Não... Não tem quinze dias que eu não escrevo aqui. Na verdade, tem quinze dias que eu começo a escrever e não termino, e fica tudo esquecido como um "rascunho" que, na verdade, nunca será terminado. Afinal, escrever alguma coisa, ainda mais que tenha a ver diretamente com a gente, é sempre algo "pá-pum!". Ou sai na hora ou não sai.
Mas fins de fins-de-semana são sempre uma boa possibilidade de pintar um "pá-pum!". As noites de domingo, ao menos para mim, sempre foram um bom momento pra olhar pra trás e ver tudo aquilo que não é. Tudo aquilo que poderia ter sido. Tudo aquilo que nunca vai ser. Ou, pior ainda, tudo aquilo que já foi e não será de novo.
Noites de domingo são sempre muito diferentes dos "dias de domingo" do Tim Maia. Ao contrário de todas aquelas cenas idílicas da música, a única "voz do coração" que fala nas noites de domingo é uma voz cansada, que nunca "fez de conta que ainda é cedo". Pelo contrário, ela sempre acha que já é tarde demais...
Não existe salvação nas noites de domingo.
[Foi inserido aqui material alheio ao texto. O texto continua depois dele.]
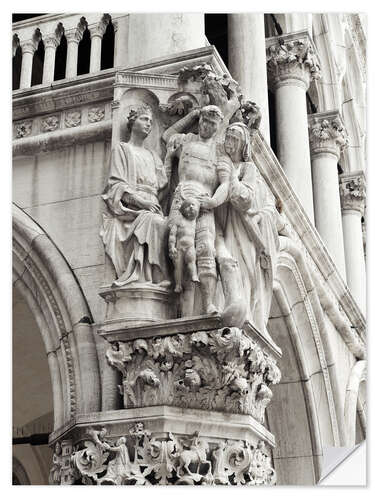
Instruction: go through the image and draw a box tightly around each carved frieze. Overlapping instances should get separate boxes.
[14,120,32,138]
[41,115,60,133]
[308,112,348,159]
[339,171,366,214]
[266,32,321,90]
[64,110,81,128]
[106,327,281,423]
[88,107,105,122]
[51,425,276,485]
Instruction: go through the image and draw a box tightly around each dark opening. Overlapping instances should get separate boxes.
[268,90,277,154]
[12,14,45,22]
[77,28,91,76]
[31,39,45,86]
[101,21,115,70]
[13,45,22,90]
[306,92,318,114]
[54,34,67,81]
[204,14,228,67]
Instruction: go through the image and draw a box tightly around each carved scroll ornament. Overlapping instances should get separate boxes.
[52,425,276,485]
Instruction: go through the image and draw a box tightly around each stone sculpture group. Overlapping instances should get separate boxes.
[101,65,286,336]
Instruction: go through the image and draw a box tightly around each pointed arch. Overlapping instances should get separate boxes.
[13,204,101,431]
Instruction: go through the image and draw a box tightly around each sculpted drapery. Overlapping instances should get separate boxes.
[100,105,170,287]
[217,123,280,334]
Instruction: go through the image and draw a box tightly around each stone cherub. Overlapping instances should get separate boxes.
[168,197,200,293]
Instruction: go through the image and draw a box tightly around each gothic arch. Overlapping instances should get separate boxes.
[266,237,344,484]
[13,203,101,431]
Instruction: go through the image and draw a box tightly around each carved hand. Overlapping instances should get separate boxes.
[141,199,162,214]
[197,194,217,210]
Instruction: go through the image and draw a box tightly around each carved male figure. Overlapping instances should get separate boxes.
[163,105,230,315]
[101,104,170,287]
[168,197,200,293]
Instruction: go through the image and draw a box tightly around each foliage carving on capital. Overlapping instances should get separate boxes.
[106,328,281,423]
[52,426,276,485]
[339,173,366,214]
[266,36,321,90]
[308,114,348,158]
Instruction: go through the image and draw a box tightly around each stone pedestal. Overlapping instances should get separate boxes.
[49,317,281,485]
[266,30,321,223]
[99,283,176,325]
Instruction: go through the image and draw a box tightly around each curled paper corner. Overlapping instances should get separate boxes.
[319,441,366,485]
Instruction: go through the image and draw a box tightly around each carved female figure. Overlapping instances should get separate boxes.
[100,104,170,287]
[218,123,280,335]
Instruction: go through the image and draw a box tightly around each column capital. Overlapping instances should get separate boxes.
[89,21,108,39]
[308,111,348,159]
[20,39,38,55]
[339,171,366,214]
[43,34,60,50]
[65,27,84,44]
[266,30,321,91]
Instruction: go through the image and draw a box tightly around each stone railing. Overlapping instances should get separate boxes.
[12,13,123,90]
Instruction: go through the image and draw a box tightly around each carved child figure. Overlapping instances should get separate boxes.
[168,197,200,293]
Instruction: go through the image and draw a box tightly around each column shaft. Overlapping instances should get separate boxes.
[267,31,321,224]
[340,172,366,313]
[311,153,346,277]
[228,14,270,143]
[42,44,57,84]
[66,38,79,78]
[309,111,348,278]
[89,35,102,73]
[19,48,34,89]
[275,82,314,221]
[342,211,366,312]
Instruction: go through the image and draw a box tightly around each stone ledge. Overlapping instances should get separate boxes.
[49,405,276,447]
[97,316,282,358]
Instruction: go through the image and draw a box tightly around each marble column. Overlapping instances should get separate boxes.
[20,40,37,89]
[266,30,321,223]
[308,111,348,279]
[89,21,108,73]
[339,171,366,313]
[65,29,83,78]
[228,14,270,143]
[42,35,59,84]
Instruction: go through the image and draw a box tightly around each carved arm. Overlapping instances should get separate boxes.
[168,224,178,260]
[162,108,200,144]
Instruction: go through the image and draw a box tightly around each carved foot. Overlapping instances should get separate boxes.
[175,284,183,293]
[206,304,219,315]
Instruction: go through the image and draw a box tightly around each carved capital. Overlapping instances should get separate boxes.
[339,171,366,214]
[65,28,83,44]
[266,31,321,91]
[43,34,60,50]
[106,327,281,424]
[308,111,348,159]
[20,39,38,55]
[89,15,110,39]
[51,426,276,485]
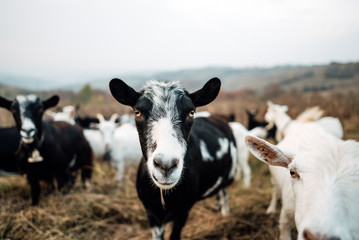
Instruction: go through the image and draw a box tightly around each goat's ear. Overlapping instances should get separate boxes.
[267,100,274,107]
[43,95,59,110]
[109,78,141,107]
[246,109,257,116]
[0,96,13,110]
[245,135,293,168]
[189,77,221,107]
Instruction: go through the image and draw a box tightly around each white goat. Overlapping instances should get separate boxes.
[263,101,344,216]
[46,105,76,125]
[45,106,107,160]
[84,113,118,162]
[295,106,324,123]
[110,114,142,181]
[91,113,142,181]
[94,113,118,152]
[83,128,106,161]
[245,126,359,240]
[265,101,343,141]
[228,121,251,187]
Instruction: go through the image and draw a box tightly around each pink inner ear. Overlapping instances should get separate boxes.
[245,135,289,168]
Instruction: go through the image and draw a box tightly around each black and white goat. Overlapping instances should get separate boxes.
[0,94,93,205]
[110,78,237,240]
[246,109,277,140]
[0,127,21,176]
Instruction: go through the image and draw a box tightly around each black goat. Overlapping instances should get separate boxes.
[0,94,93,205]
[110,78,237,240]
[0,126,21,176]
[245,109,277,140]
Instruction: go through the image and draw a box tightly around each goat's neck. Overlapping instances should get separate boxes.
[274,112,292,134]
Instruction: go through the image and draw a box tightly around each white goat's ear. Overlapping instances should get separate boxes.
[245,135,292,168]
[69,109,75,118]
[282,105,288,112]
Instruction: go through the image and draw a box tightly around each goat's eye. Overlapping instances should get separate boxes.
[290,170,299,179]
[134,110,142,117]
[188,110,195,118]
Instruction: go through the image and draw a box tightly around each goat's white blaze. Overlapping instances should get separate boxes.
[17,95,37,142]
[147,116,186,190]
[200,140,214,162]
[20,118,36,142]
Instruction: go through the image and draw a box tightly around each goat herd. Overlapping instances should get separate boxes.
[0,78,358,240]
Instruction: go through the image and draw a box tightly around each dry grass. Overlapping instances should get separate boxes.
[1,158,283,240]
[1,89,359,240]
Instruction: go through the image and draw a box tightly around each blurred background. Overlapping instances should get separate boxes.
[1,0,358,132]
[1,0,358,89]
[0,1,359,239]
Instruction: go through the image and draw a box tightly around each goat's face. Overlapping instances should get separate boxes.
[95,114,118,151]
[110,78,221,190]
[245,135,359,240]
[264,101,288,124]
[0,95,59,145]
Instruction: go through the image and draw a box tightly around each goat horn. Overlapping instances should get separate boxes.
[96,113,105,123]
[110,113,119,123]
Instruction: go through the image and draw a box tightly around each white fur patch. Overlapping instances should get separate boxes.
[216,138,229,159]
[20,117,36,140]
[17,95,38,141]
[194,111,211,118]
[228,141,237,179]
[152,225,164,240]
[98,121,117,149]
[200,139,214,162]
[147,117,186,190]
[202,177,223,198]
[140,80,190,190]
[218,188,230,216]
[69,156,77,168]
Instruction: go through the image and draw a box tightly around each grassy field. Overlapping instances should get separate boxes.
[1,89,358,240]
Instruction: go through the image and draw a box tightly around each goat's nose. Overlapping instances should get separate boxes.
[303,229,341,240]
[21,128,35,137]
[153,154,179,175]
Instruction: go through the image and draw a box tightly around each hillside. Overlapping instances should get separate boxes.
[1,62,358,94]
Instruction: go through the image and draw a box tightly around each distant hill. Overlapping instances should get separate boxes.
[1,62,358,94]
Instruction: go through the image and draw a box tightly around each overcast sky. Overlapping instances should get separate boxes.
[0,0,358,83]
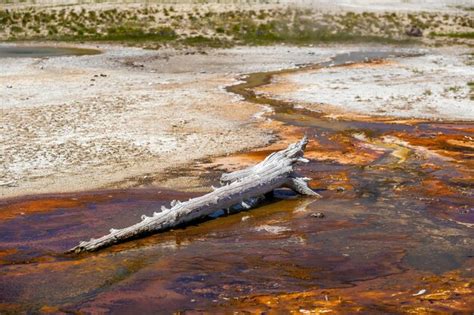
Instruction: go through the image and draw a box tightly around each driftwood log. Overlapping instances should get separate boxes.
[69,136,318,253]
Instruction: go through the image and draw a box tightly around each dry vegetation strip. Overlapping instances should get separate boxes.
[1,6,473,46]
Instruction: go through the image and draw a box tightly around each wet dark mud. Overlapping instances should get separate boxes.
[0,50,473,314]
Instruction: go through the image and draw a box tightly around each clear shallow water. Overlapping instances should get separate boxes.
[0,45,100,58]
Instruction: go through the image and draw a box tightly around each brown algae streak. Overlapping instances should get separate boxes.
[0,50,473,313]
[0,45,101,58]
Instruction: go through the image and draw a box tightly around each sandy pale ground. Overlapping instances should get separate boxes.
[257,47,473,121]
[1,44,341,198]
[2,44,472,199]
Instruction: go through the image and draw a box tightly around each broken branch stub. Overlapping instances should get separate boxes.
[69,136,317,253]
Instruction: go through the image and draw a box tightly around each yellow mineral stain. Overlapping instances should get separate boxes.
[0,248,17,264]
[39,305,61,313]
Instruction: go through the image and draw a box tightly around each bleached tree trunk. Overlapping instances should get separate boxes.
[69,136,318,253]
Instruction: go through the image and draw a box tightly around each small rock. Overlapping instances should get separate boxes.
[406,26,423,37]
[310,212,325,218]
Mesmo para os crentes e devotos, toda esperança de redenção se exauriu há algumas horas atrás, quando o padre disse amém e os sentenciou a que fossem em paz e que o Senhor os acompanhasse. Na verdade, porém, o que acontece é que o Diabo nos carrega, e vamos curtir a ressaca de fim de domingo, sejamos religiosos ou não. Fico imaginando se o padre também sente isso ou, já que pra ele todo dia é domingo, basta tomar mais uma taça de um bom vinho, sem a obrigação de transformá-lo em sangue....
Domingos têm algo de definitivo... É ao fim dos domingos que temos a nítida percepção que pretendemos, na semana que se inicia, fazer um monte de coisas que não faremos. Seremos mais magros, mais corretos, mais pontuais, levaremos uma série de coisas mais a sério e levaremos a vida bem menos a sério. Teremos amores, aventuras, prazeres. Seremos pessoas novas depois do domingo. E, ao mesmo tempo, nos bate a certeza absoluta que seremos a mesma merda.
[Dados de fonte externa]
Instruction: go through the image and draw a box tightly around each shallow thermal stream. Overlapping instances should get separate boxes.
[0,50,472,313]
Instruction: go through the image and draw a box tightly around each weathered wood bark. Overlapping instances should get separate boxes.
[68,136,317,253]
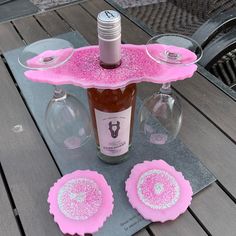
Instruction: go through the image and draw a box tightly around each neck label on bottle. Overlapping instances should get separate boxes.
[95,107,132,157]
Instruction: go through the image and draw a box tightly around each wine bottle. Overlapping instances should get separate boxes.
[87,10,137,164]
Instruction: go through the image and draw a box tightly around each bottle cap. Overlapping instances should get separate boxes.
[97,10,121,40]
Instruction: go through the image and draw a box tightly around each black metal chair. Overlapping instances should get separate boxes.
[192,8,236,90]
[125,1,236,90]
[0,0,15,5]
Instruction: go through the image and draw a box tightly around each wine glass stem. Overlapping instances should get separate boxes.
[160,82,172,95]
[53,86,67,101]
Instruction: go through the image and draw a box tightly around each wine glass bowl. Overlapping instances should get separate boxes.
[140,34,202,145]
[18,38,92,149]
[139,93,182,145]
[45,87,91,149]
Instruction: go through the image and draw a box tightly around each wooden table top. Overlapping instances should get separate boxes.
[0,1,235,236]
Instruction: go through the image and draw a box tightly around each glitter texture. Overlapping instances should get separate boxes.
[137,169,180,209]
[48,170,114,236]
[126,160,193,222]
[25,44,197,89]
[57,178,102,220]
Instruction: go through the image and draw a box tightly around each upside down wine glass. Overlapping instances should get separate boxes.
[139,34,203,145]
[18,38,91,149]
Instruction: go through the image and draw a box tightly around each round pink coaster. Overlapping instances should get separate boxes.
[125,160,193,222]
[48,170,114,235]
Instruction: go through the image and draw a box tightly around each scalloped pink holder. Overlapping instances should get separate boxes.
[48,170,114,236]
[24,44,197,89]
[126,160,193,222]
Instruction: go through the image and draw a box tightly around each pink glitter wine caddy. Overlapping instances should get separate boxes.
[24,44,197,89]
[48,170,114,236]
[125,160,193,222]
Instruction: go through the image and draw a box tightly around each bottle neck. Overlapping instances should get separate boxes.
[98,34,121,69]
[97,10,121,69]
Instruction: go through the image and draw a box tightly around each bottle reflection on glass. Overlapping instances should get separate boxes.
[87,10,137,164]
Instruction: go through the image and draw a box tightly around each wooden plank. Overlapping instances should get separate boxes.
[0,173,21,236]
[150,211,206,236]
[175,73,236,141]
[151,184,236,236]
[0,58,63,235]
[191,183,236,236]
[57,4,98,45]
[0,22,24,52]
[13,16,48,44]
[35,11,71,36]
[135,229,151,236]
[80,0,150,44]
[177,82,236,197]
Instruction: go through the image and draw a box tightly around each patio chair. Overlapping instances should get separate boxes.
[126,0,236,36]
[126,1,236,89]
[192,8,236,90]
[0,0,14,5]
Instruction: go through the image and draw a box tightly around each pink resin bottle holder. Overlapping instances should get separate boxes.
[24,44,197,89]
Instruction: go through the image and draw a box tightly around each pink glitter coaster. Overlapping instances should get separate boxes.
[25,44,197,89]
[48,170,114,235]
[125,160,193,222]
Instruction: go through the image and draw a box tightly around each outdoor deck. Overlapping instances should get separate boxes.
[0,1,235,236]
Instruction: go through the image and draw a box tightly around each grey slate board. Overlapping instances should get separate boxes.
[0,0,38,22]
[4,31,216,236]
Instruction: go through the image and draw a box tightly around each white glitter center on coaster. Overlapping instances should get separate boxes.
[69,192,86,203]
[137,169,180,209]
[154,183,164,194]
[58,178,102,220]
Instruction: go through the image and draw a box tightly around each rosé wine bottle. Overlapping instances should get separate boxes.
[87,10,136,164]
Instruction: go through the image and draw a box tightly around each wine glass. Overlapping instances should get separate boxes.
[139,34,202,144]
[18,38,91,149]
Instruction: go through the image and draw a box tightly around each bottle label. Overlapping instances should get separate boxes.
[95,107,132,156]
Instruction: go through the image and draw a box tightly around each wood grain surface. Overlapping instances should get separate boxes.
[57,4,98,44]
[0,173,21,236]
[36,11,71,36]
[191,183,236,236]
[13,16,49,44]
[0,1,235,236]
[174,73,236,142]
[0,23,24,53]
[150,211,207,236]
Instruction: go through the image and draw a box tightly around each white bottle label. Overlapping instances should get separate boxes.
[95,107,132,156]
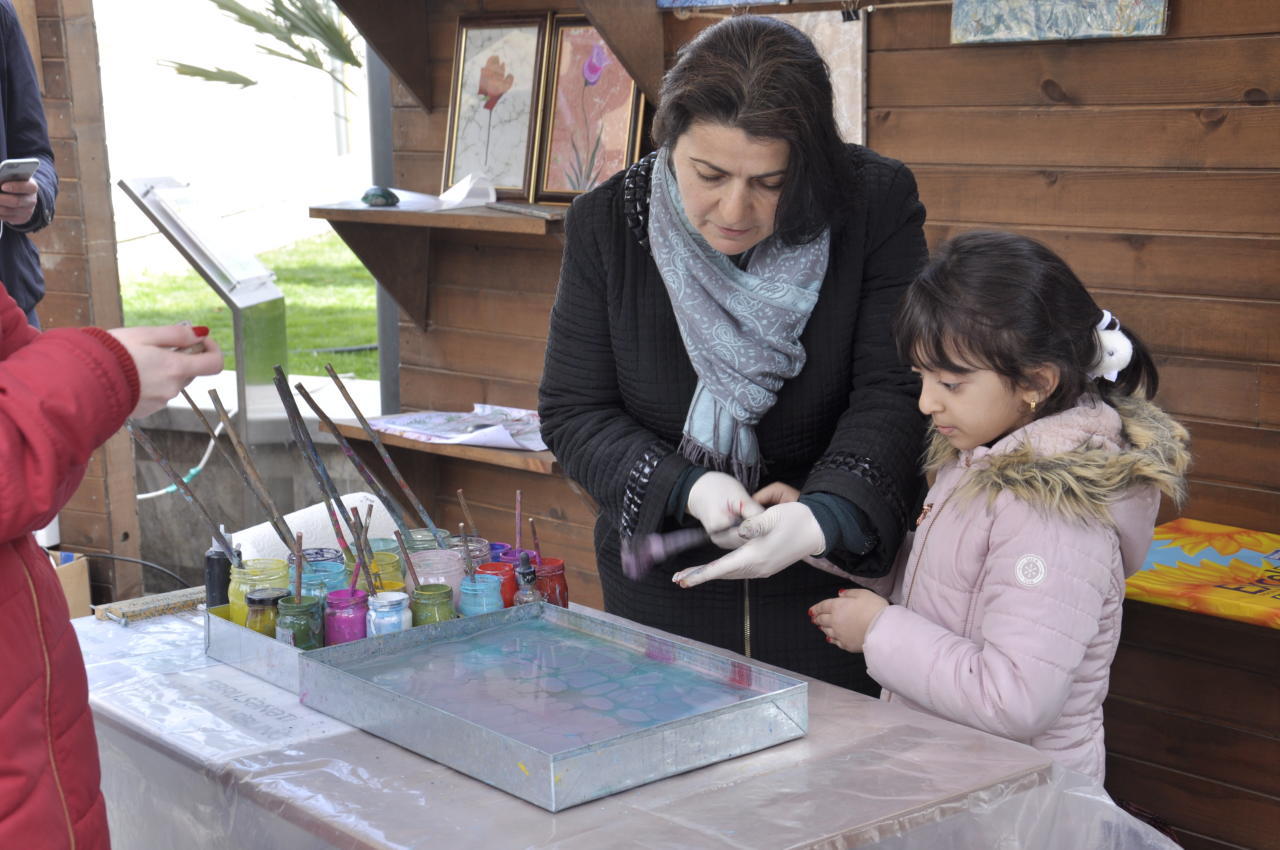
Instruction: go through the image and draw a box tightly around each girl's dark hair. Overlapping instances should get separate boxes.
[651,15,847,245]
[894,230,1159,419]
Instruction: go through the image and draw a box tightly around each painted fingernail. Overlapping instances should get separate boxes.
[826,636,834,643]
[192,325,209,337]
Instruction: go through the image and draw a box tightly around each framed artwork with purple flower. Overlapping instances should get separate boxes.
[443,15,550,200]
[533,16,643,203]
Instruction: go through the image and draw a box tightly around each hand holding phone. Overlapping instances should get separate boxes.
[0,158,40,227]
[0,157,39,189]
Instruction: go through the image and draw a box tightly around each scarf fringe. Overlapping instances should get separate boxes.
[678,434,762,493]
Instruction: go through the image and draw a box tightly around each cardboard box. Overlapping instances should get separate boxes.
[54,554,91,619]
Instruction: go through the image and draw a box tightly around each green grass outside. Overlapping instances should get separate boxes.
[120,232,380,378]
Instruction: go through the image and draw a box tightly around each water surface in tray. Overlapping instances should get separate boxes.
[344,619,765,753]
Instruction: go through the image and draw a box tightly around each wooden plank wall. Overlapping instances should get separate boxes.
[867,3,1280,846]
[388,0,595,605]
[29,0,140,602]
[867,0,1280,532]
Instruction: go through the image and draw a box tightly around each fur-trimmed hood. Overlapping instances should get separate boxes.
[925,393,1190,532]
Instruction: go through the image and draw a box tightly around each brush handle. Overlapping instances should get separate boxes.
[619,527,711,581]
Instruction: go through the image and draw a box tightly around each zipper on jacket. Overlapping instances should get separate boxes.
[742,579,752,657]
[887,488,958,705]
[21,559,77,849]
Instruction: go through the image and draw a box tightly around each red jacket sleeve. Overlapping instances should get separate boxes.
[0,290,139,542]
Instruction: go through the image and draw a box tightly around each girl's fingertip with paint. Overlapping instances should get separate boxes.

Um bom domingo nos leva a pensar no nosso verdadeiro lugar no mundo. Com sorte, nosso time ganhará o jogo, um brasileiro será vitorioso na Fórmula 1, nossas crianças não encherão muito o saco. E, no fim da noite, pensaremos que foi o time que ganhou, que foi outro brasileiro que ganhou, e não nós. Quando muito, alguns terão o consolo de saber que as crianças enchem o saco por quererem sua companhia, não sua conta bancária.
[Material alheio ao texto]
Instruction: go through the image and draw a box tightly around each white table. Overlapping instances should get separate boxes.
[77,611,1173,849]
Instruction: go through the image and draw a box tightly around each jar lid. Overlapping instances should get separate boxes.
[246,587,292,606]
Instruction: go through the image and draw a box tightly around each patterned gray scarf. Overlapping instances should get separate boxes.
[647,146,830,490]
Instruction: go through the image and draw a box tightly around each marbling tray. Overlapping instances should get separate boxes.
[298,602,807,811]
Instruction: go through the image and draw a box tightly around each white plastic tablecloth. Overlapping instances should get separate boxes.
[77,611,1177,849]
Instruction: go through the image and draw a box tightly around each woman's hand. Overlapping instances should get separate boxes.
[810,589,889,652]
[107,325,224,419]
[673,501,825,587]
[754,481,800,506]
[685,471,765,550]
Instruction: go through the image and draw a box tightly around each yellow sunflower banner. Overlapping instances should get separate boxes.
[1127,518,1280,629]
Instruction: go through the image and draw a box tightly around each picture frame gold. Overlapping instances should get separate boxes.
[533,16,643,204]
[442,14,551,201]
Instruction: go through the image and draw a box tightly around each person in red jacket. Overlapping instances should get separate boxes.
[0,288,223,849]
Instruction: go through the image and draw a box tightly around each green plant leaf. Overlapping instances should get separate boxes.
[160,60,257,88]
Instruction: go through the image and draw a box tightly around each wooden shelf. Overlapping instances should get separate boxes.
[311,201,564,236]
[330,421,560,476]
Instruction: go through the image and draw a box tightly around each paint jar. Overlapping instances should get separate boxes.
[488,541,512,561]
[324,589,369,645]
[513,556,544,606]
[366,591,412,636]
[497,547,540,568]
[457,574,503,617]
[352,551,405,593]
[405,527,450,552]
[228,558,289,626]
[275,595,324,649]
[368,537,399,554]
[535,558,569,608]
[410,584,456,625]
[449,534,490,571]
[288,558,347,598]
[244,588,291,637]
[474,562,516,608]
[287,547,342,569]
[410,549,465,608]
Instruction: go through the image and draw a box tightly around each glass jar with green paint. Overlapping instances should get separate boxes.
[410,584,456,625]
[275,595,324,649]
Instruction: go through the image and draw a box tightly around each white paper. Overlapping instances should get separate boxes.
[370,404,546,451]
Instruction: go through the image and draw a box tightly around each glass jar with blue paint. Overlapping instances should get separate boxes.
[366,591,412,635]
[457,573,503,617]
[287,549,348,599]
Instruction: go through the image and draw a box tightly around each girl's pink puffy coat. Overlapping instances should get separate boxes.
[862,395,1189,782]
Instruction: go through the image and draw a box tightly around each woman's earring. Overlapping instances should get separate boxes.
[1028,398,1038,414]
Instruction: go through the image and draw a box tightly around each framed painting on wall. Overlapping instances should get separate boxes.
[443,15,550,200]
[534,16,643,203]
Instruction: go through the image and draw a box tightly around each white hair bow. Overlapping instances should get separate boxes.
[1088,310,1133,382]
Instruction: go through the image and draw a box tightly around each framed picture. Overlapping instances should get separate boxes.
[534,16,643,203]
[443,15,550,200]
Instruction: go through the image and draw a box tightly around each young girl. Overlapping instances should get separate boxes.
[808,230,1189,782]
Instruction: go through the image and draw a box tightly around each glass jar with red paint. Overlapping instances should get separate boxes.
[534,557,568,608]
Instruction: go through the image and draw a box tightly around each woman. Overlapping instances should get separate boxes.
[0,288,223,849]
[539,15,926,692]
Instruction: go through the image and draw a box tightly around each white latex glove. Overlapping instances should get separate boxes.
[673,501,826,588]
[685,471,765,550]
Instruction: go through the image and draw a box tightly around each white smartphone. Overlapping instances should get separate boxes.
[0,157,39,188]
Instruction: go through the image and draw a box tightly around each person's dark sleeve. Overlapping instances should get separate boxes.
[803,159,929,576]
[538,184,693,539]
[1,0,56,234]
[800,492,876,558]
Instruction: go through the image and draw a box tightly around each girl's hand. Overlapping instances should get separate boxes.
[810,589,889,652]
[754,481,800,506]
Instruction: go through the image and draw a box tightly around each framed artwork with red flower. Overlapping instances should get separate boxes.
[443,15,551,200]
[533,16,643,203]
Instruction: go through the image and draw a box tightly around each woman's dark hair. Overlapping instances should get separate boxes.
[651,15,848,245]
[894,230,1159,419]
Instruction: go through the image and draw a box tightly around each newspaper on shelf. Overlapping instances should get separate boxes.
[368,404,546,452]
Fico aqui pensando há quanto tempo os meus domingos têm sido iguais, e não por causa da segunda-feira que se aproxima. O quanto eles me têm feito cair na real. Passar um final de semana em pleno gozo da minha função familiar e paterna, entre ping-pongs, parques de diversões, vestibular de filho e filmes no DVD. Acordar cedo e fazer o café, e de repente um cachorro-quente pra estragar as crianças logo de manhã. Comprar o frango e fazer o "macarrão do papai" com molho branco...
Aí olhar pra trás e ver que não rola mais o "ninho de gente" assistindo filme no sábado à noite. Afinal, as costas doem... Que as tristezas acumuladas ao longo dos anos nunca vão se transformar em alegrias. Que tudo aquilo de parques, vestibulares, filmes e cachorros-quentes é ilusório e se desfaz com a mesma facilidade que uma mensagem qualquer é postada num "site de relacionamentos" qualquer.
Afinal, os domingos nos mostram que toda aquela nossa suposta realidade, aquilo que acreditamos ser real - filhos, ping-pongs, macarrões - são meras quimeras onde escondemos aquilo que poderíamos ser. Nossa verdade, em cada domingo, está escrita apenas nos lugares onde nos situamos indefesos e indefensáveis.
Talvez essa seja a grande verdade dos domingos: somos obrigados a encarar que não somos aquilo que pensamos de nós. Nosso lugar no mundo não é feito de algum agradável aroma de rosas que damos ou recebemos, mas do fedor de esgoto com que deparamos quando abrimos a porta do Cafofo. Não somos aquilo que pensamos que somos. Somos aquilo que, miseravelmente, pensam de nós, não importa o que façamos.